Andrew Wilson, Chief executive Officer of Cellcast, commented:
"2010 saw an improvement in our performance following the significant investment we made in acquiring new channels in 2009. I am very pleased that we traded at break even in the second half of the year.
"At the end of March 2010 Cellcast had experienced 12 consecutive months of operating profit in the UK and our UK business is showing signs of stability. The Group will continue to focus on developing innovative products and services in its chosen markets. Since the start of the current year we have seen growth in revenues but are mindful of the economic challenges faced in the UK and the rest of the World. The board view the future with optimism.

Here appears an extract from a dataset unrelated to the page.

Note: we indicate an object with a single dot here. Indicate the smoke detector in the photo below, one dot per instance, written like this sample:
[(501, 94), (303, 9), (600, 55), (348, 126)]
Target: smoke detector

"Sadly Julian Paul, our long serving Chairman, passed away in March of this year. We will miss his wise counsel and advice and offer our condolences to his family."
For further information:
Cellcast plc | |
Andrew Wilson, CEO
| Tel: +44 (0) 20 7190 0300 www.cellcast.tv |
Allenby Capital Limited (Nominated Adviser) | |
Nick Naylor/James Reeve
| Tel: +44 (0) 20 3328 5656 |
Chief Executive's statement
2010 Results
The group performed well in 2010 in the face of challenging conditions. Operating revenues, which continued to be earned almost entirely from interactive broadcasting activities in the UK, grew to £19.2 million, an increase of 14% on 2009. Gross profits increased to £1.4 million, compared to a gross loss of £311,000 in 2009, reflecting the substantial investment in new distribution channels in 2009. The group posted an operating loss of £444,000 in 2010, a significant reduction on the prior year's operating loss of £2.2 million. The second half of 2010 showed an operating break-even compared to a first half operating loss of £443,000.
The group continues to focus closely on operating costs and expenses, and in 2010 reduced general and administrative costs by 16.4% to £1 million (2009 - £1.2 million). Around 25% of these were personnel costs, and the group has been operating with a minimum level of permanent staff (20 at 31 December 2010) from its single office in Great Portland Street. Amortisation and depreciation expenses of £801,000 - an increase of £96,000 on 2009 - predominantly reflect the amortisation of the group's capitalised internally generated development costs, which at 31 December 2010 had a net book value of £1.2 million (2009 - £1.9m), and accelerated amortisation in respect of Mailcast, £188,000.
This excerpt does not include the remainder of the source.